[sharing is squaring] decomposing a signal into squarewaves, and reconstructing it again

This came up in a different thread (https://cycling74.com/forums/efficient-constant-q-transform ) but I thought it might be interesting for some people on here to explore. It's a Haar wavelet analyzer/synthesizer in gen~. This is probably the simplest and most naive of all wavelet basis functions -- it's a single period of a square wave. The analysis is a bit like a fourier transform using squares instead of sines. The advantages are that this can be fairly easily done in the time domain, resynthesis can perfectly reconstruct the original, the number of bins is more manageable and more naturally spaced. The main disadvantage, and the reason why this analysis/resynthesis method is rarely used, is that most transformations in the encoded domain add aliasing artifacts. Which is not surprising: each encoded band is a kind of bandpass filter by sampling rate decimation. Nevertheless it serves as a simple introduction to wavelets, and has some nice crunchy distortion when that is needed.

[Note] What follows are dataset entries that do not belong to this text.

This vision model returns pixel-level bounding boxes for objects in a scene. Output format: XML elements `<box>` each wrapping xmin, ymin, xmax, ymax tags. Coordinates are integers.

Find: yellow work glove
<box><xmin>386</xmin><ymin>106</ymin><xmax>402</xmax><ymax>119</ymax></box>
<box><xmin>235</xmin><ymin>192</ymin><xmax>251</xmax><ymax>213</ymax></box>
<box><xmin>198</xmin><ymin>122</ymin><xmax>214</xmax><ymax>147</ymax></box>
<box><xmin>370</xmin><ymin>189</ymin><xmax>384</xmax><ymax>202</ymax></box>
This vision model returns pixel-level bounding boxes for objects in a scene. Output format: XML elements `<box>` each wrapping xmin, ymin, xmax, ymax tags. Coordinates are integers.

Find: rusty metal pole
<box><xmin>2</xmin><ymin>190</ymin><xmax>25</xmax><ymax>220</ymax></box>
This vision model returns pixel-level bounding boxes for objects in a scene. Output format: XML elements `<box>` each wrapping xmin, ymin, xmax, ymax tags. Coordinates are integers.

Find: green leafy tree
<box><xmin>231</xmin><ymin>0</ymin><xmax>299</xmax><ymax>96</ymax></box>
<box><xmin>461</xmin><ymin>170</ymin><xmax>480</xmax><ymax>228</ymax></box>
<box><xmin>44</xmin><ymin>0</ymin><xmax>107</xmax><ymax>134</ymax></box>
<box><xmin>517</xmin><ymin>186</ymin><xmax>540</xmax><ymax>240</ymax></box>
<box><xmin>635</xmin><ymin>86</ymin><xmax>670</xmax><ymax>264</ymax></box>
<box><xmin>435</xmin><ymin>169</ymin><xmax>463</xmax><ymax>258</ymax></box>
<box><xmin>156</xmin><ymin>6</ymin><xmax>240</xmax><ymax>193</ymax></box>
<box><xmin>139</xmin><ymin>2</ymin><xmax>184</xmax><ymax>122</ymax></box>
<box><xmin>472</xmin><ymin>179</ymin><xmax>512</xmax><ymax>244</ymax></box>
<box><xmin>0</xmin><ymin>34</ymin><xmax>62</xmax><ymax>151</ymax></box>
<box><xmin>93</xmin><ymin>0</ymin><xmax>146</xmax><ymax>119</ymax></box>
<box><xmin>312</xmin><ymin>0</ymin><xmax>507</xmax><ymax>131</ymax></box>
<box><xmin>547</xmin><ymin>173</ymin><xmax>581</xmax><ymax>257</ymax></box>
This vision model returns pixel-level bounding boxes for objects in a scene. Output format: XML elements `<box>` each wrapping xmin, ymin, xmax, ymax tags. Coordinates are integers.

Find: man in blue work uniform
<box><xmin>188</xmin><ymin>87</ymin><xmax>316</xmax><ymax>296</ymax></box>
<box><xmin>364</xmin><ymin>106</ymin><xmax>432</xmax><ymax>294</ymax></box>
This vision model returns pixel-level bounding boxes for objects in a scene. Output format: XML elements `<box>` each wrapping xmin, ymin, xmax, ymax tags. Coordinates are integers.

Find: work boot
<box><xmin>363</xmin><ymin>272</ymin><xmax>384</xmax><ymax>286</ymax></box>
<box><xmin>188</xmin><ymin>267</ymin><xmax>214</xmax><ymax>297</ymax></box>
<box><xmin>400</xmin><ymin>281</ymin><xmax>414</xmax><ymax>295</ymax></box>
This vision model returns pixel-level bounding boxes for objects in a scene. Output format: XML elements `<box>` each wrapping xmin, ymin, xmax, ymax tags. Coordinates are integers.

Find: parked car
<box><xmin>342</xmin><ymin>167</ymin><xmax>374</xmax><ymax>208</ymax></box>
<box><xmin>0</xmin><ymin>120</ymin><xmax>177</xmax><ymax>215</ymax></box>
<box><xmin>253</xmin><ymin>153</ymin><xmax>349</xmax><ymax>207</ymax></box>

The patcher has a couple of examples of transforms in the haar domain, including amplitude scaling and 'spectral' delay. Maybe an interesting trick I came up with (not sure if this is used elsewhere) is in interleaving the haar domain signals in a kind of fractal structure, which has the advantage that samples for each bin are evenly spaced, rather than chunked as they would be in the ordered wavelet transform (and which would make building delays a lot more messy).

Curious if anyone finds other interesting ways to build on this.